Similar legislation has passed in a growing number of states. The Migration Policy Institute’s Kathleen Newland said that in just the past six years, 6,600 similar bills have been introduced and 838 were enacted. Twenty-four states currently have such legislation pending.

A guiding principle of NASW’s work on immigration policy is to advocate for comprehensive immigration reform that promotes social justice and avoids discrimination or profiling on the basis of race, religion, country of origin, gender, or sexual orientation.

On its website, NASW outlines concerns about Arizona-style legislation: Permitting police to stop someone based on appearance threatens to increase discrimination and racial profiling, thereby eroding civil rights, along with public trust in police and public safety officers. In addition, immigrants who are victims of a crime may fear contacting the police, fearing they will be arrested themselves.

An increasing number of immigrants are being arrested, detained, and deported due to these state laws as well as agreements between local police departments and the Department of Homeland Security under a set of programs called ICE ACCESS.

“One of many tragic outcomes of these laws is that parents are being separated from their children,” said Amy Bess, senior practice associate in NASW’s human rights and international affairs office. “Focusing on ways to keep families together is an important component of the immigration policy work done by NASW. Many parents who are detained and deported have U.S. citizen children. These laws effectively end up creating a class of highly vulnerable U.S. citizen children inside our own borders,” Bess said.

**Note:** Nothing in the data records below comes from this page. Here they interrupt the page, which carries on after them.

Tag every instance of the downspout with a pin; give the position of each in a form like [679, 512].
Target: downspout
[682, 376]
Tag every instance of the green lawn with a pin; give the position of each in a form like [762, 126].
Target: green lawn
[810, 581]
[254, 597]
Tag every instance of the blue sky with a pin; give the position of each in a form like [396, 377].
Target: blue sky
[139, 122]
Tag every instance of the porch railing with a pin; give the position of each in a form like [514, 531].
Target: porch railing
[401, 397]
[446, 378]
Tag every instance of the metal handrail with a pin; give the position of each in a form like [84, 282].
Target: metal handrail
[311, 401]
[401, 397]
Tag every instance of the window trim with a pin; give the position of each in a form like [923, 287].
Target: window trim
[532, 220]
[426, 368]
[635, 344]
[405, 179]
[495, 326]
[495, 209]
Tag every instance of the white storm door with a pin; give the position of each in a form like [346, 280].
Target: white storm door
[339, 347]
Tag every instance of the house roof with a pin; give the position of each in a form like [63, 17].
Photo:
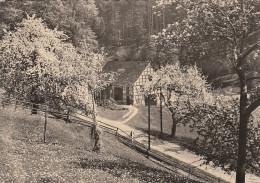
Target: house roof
[131, 71]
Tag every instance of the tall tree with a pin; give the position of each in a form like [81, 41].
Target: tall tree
[236, 23]
[178, 85]
[36, 61]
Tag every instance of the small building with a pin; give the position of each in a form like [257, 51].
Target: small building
[128, 84]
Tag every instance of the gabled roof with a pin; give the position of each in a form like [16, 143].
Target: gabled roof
[131, 71]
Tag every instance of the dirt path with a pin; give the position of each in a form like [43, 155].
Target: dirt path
[132, 111]
[9, 156]
[172, 149]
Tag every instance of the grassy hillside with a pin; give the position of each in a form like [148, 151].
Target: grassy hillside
[67, 155]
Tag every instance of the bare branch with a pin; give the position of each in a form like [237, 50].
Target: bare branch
[253, 106]
[242, 57]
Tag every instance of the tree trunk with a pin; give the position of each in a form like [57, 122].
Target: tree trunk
[174, 125]
[95, 131]
[34, 108]
[241, 160]
[243, 121]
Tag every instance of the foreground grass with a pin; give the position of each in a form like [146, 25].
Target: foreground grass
[67, 155]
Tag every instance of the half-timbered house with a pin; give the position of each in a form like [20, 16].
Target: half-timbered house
[126, 88]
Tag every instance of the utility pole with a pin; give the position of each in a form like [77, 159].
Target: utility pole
[149, 124]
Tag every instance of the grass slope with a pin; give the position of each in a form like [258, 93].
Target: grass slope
[67, 155]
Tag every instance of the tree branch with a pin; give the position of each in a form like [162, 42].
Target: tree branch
[242, 57]
[253, 106]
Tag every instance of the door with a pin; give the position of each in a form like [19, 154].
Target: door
[118, 93]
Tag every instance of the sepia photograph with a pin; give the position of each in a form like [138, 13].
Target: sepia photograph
[129, 91]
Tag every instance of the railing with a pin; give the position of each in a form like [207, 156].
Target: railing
[124, 137]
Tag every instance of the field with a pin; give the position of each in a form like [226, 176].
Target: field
[184, 135]
[67, 155]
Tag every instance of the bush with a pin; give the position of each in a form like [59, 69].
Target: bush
[217, 127]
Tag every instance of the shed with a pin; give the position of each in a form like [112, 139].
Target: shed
[125, 89]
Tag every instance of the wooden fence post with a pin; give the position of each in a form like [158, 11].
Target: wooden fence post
[132, 136]
[116, 132]
[45, 125]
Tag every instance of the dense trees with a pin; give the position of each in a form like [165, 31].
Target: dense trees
[36, 61]
[179, 86]
[236, 25]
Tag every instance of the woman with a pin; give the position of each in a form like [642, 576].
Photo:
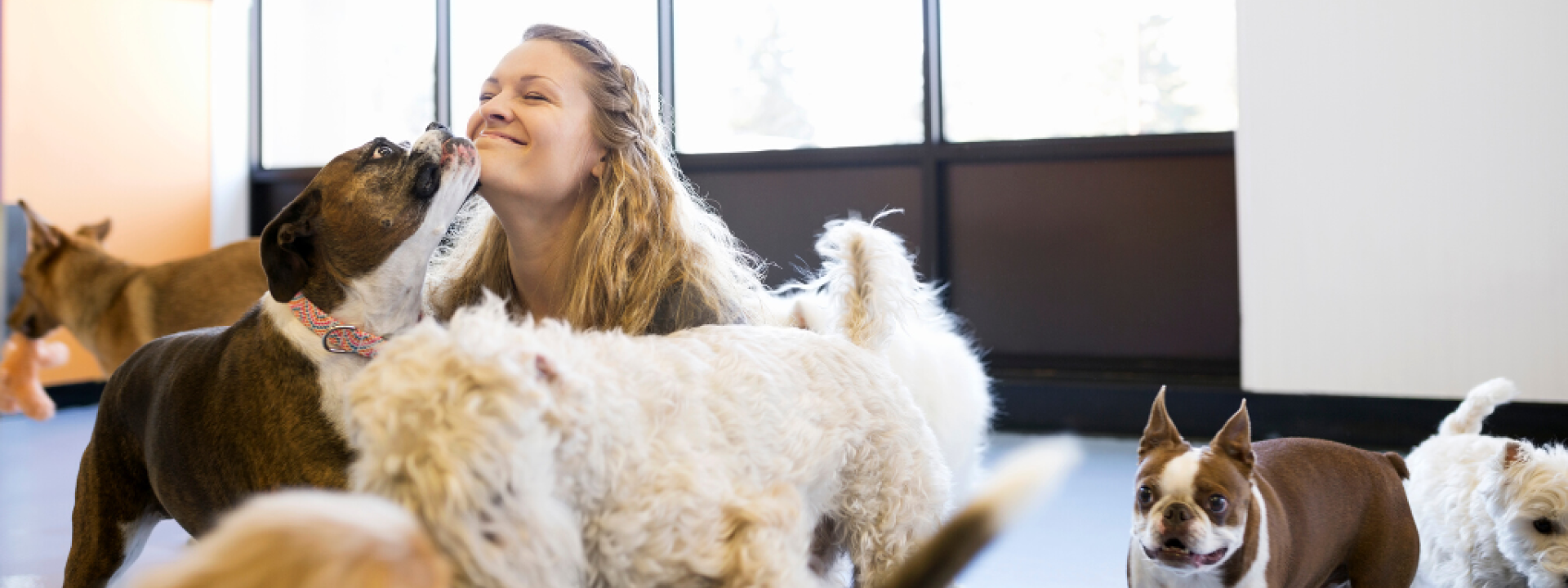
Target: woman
[587, 220]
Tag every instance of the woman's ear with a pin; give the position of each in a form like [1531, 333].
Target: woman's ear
[598, 167]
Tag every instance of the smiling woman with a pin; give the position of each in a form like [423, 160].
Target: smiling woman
[584, 212]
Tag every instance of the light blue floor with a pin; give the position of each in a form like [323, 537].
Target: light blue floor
[1076, 540]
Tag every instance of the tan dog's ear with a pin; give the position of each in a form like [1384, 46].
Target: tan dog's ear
[546, 369]
[1160, 431]
[1236, 439]
[1515, 453]
[39, 234]
[289, 243]
[96, 233]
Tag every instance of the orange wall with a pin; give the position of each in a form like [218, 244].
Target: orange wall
[104, 114]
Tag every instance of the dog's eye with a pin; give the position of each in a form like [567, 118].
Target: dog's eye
[1217, 504]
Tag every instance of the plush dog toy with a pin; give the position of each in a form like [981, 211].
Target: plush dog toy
[20, 391]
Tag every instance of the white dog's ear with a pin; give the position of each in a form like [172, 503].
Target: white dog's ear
[1236, 439]
[546, 369]
[1160, 431]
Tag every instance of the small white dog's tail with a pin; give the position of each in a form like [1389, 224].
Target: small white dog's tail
[871, 274]
[1477, 405]
[1024, 479]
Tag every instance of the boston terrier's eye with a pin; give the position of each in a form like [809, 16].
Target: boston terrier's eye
[1217, 504]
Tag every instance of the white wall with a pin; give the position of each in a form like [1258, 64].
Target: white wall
[231, 121]
[1402, 207]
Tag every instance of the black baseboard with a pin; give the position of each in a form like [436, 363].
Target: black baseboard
[1121, 408]
[83, 394]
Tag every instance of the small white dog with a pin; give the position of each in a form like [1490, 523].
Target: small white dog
[724, 455]
[1491, 511]
[867, 291]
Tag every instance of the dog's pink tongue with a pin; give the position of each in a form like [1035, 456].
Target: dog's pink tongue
[1209, 559]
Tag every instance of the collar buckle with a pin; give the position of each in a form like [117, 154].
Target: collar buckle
[347, 332]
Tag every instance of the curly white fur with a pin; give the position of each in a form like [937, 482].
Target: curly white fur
[731, 455]
[867, 292]
[1477, 502]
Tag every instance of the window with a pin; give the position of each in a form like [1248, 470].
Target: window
[767, 74]
[485, 30]
[755, 76]
[1019, 69]
[339, 73]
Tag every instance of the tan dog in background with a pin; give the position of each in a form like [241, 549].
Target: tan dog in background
[114, 306]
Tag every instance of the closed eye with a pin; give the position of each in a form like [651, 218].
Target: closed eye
[1545, 526]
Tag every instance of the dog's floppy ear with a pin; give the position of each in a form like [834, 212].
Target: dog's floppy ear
[39, 234]
[1160, 430]
[287, 245]
[546, 369]
[96, 233]
[1515, 453]
[1236, 439]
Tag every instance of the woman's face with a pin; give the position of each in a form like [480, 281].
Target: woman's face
[533, 127]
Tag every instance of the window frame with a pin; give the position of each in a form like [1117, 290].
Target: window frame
[933, 157]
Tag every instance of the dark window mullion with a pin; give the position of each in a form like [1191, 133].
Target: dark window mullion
[444, 61]
[933, 195]
[666, 68]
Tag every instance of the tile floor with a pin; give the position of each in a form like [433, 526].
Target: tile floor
[1076, 540]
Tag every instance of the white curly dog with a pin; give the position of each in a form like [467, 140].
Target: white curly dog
[867, 292]
[724, 455]
[1491, 511]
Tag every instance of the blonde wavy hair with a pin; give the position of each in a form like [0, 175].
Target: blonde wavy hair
[649, 243]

Newland pointed out that “a hodgepodge of state and local laws is a recipe for confusion among migrants and local businesses about which rules to follow. There’s a real question whether these laws can achieve their objective, which is a more orderly immigration process.”

Like NASW, Newland observed that many laws generate a climate of fear in migrant communities and undermine cooperation with community services. “This becomes a problem of civic integration for the community as a whole.”